What scientist could create life like this?!  None could even come close.
We can only stand back and marvel at the miracle of creation that we are watching.
If you haven't already done it, now is the time to tell your kids and your grandkids and the neighbor kids to watch.  To tell your friends and neighbors and co-workers of what is happening and let them join you in this miracle.   Now is the time when the excitement begins to build.  Who can even describe that magical moment when you first see the head of a little black ball of down peek out from underneath its mother's wing?  To see a new baby loon chick moving under the wing.  It has been known to bring a tear to more than one eye.  To be able to be such an intimate part of the wonderful web of life.
But alas, that time can be too fleeting.
For within 24 hours of hatching, the chick gets off the nest and into the water.  From that point on he is in his element that he was born for.  He is a waterbird.
Someone asked if the warmer weather could speed up the hatching of the chicks.  It is possible but the effects are not clearly understood.
The times when we have been able to document hatching at just over 25 days were during periods of cooler than normal temperatures.  There have been some that have speculated that cooler temperatures keep the loon on the nest more and therefore actually provide ideal incubation conditions that speed up the hatch.  Who knows?  There is so much that we do not know and are just learning about loons.

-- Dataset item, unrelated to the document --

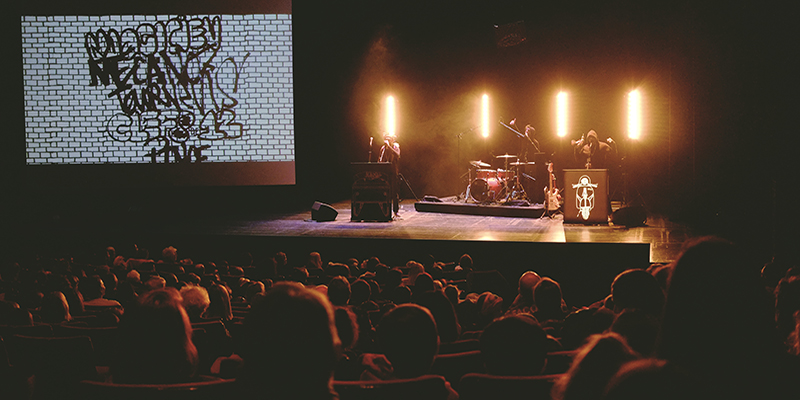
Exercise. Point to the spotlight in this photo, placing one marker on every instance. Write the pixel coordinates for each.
(485, 115)
(634, 115)
(561, 114)
(391, 122)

There is also something called 'egg speed up' or 'catch-up' where the second egg hatches faster than the first egg.  Even though the egg this year was laid 2 1/2 days after the first egg, it will probably hatch within a day of the first egg hatching.  It will literally 'catch up'.
While it is not well understood, scientists have documented that chicks will actually communicate with each other by peeping while they are still inside the egg!  Whether that is part of what speeds up the development of the first chick or whether it is that the first egg is not incubated as much initially is open to speculation.  So many questions yet to be answered.
But for today, our loons continue the long vigil.
Ever alert.  Always faithful.  Always there.
Other things can wait.  Today there are little chicks inside those eggs that need tending!